Friday, May 26, 2006

TreeBASE meets Google Earth





Bill Piel has created a cool tool for creating KMZ files of phylogenies for Google Earth. From the web site:

One of the components of the CIPRES project is the development of TreeBASE II — a robust, scalable, and versatile re-design and re-engineering of TreeBASE. As part of this project, we are exploring other ways of browsing and visualizing trees. Google Earth is a fantastic 3-D browser for exploring geographic resources and has the potential to be a useful and fun tool for delivering biological information with a geographic component.


Google Earth (available for Windows and Mac OS X) is opening up all sorts of possibilities for biodiversity informatics (ants being one of the first examples). What is cool about Bill's work is that it departs from simple locality records.

As always, after pausing to say "wow", there are all sorts of things that one could think of adding. For example, some trees are clearer than others, due to how well the geography and trees match. I wonder if this could be used as a measure of how well geography "explains" the tree. For example, simple vicariance or serial dispersal would have few cross-overs, a history of dispersal (or an old pattern with extinction, or if geography has changed) might be messier. Perhaps there is a metric that could be developed for this. It strikes me as similar in spirit to trees for tandem duplications -- there's a nice spatial (albeit it linear) order in a tree if the sequences are tandem duplications.

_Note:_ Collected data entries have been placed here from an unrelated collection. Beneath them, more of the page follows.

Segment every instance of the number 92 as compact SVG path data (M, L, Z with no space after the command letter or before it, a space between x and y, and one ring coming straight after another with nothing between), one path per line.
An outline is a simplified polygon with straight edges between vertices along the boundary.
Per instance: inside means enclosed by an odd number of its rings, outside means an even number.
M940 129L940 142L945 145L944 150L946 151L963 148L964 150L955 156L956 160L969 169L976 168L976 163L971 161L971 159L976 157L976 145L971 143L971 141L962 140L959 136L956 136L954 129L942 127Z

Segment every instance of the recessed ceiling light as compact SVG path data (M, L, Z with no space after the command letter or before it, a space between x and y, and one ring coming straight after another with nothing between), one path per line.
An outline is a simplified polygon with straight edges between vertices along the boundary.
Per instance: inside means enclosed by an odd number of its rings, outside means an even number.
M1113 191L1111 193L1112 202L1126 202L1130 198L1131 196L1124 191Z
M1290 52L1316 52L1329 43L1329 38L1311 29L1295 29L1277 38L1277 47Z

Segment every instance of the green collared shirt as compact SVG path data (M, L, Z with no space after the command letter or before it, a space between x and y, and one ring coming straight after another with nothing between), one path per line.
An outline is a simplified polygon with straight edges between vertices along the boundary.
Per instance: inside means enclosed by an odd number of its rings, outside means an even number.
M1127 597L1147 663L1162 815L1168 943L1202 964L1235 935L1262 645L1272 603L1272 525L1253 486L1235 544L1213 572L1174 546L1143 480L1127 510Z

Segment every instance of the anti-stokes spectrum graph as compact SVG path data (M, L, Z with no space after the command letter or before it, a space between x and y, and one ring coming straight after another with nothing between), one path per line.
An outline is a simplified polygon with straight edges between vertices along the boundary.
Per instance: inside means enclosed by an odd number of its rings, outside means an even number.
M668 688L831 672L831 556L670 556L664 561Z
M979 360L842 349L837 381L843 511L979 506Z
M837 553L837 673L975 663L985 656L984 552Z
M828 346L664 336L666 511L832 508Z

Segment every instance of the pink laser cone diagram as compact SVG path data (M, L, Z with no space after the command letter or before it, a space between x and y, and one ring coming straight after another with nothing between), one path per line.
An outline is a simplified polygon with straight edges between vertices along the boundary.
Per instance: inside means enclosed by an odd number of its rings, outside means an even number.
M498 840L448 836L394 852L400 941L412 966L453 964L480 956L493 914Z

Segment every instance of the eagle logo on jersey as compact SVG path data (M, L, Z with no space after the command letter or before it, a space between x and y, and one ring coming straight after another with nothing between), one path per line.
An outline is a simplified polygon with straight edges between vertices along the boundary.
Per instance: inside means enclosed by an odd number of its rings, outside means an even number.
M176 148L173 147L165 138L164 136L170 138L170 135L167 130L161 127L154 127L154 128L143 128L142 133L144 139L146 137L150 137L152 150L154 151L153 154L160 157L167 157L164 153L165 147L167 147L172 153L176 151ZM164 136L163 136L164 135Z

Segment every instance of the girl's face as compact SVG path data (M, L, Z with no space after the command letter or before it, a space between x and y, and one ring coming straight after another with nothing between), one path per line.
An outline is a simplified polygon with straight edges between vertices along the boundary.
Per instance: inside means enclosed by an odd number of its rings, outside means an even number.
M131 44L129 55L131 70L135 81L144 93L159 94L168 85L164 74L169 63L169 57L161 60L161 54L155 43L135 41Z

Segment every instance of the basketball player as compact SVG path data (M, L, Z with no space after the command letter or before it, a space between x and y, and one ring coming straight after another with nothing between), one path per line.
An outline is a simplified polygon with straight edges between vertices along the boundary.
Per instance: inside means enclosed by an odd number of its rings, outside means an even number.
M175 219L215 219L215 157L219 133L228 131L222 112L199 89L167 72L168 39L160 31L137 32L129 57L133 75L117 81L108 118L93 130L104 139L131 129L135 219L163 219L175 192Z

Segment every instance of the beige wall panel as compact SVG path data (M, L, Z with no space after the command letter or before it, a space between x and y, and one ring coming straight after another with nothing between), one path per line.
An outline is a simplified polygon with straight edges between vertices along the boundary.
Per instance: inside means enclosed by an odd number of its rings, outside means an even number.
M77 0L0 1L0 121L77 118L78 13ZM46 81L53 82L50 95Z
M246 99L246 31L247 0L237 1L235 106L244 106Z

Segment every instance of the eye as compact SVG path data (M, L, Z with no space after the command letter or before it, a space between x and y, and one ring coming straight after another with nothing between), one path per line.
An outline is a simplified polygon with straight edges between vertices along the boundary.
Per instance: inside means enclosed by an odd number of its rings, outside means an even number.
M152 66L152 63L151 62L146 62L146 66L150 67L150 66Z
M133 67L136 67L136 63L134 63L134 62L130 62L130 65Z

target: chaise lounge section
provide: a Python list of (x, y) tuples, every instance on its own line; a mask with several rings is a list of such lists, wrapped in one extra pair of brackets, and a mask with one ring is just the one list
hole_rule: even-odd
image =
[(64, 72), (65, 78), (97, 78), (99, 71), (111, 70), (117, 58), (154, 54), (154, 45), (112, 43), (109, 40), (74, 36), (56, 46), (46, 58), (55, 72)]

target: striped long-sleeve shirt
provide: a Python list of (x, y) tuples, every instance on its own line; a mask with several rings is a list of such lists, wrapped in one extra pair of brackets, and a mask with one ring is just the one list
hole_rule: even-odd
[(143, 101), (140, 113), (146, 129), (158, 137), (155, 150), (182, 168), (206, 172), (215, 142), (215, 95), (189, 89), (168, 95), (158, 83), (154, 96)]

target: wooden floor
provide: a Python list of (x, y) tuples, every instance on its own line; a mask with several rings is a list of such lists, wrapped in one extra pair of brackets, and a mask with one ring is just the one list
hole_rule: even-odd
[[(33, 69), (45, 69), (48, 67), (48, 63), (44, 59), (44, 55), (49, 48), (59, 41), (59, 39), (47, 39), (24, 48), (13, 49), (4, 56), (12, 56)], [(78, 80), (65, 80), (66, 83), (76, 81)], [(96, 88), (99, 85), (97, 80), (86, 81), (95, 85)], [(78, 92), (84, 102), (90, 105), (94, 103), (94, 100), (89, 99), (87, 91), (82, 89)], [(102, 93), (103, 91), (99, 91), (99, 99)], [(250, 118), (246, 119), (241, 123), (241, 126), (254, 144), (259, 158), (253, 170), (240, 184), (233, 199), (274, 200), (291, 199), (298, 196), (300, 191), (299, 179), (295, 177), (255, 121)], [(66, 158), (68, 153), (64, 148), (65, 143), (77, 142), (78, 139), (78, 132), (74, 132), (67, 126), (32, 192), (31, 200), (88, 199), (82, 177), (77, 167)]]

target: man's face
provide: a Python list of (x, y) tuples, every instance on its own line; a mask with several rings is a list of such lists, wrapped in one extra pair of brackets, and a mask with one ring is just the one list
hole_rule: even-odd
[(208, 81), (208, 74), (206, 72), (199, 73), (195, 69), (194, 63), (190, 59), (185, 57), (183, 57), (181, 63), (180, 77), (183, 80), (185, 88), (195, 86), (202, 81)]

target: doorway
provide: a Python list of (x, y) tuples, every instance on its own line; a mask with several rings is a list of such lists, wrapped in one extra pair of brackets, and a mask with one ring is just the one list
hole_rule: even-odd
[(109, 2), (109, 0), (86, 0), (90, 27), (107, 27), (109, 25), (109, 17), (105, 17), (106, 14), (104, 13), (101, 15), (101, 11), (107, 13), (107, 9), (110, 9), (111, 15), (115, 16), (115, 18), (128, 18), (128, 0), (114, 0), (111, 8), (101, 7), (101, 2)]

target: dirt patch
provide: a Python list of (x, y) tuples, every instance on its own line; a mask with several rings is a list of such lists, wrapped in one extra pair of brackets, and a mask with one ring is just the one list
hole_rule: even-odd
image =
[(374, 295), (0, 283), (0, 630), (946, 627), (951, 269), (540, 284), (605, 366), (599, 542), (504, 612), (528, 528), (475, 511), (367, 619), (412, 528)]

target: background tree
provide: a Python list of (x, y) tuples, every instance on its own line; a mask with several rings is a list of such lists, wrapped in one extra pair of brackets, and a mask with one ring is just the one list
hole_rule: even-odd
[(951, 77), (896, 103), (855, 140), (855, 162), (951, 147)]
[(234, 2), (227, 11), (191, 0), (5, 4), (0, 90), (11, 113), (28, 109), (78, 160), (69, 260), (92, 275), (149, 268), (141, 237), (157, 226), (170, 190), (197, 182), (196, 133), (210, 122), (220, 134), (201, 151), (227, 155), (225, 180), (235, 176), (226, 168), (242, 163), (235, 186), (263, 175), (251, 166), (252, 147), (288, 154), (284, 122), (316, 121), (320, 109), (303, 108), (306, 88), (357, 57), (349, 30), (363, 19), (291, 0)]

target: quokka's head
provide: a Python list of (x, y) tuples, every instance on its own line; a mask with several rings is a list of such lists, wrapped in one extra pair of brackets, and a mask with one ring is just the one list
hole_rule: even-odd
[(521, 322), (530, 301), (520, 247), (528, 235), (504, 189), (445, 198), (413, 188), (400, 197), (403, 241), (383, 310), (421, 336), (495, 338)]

If the trees had dated nodes (i.e., were "chronograms"), presumably this could be used to compute node heights, so you'd be able to have chronograms. Sort of a reverse onion, the layers getting older as you go out. People could then see whether biogeographic patterns were of a similar age. This adds a spatial dimension to chronograms (see an earlier post on the analogy between genome browsers and chronograms).

As an aside, and because I was once a panbiogeography enthusiast, why haven't panbiogeographers leap on Google Earth as a tool to display "tracks"? If ever there was an opportunity to drag that movement out of the doldrums, this is it.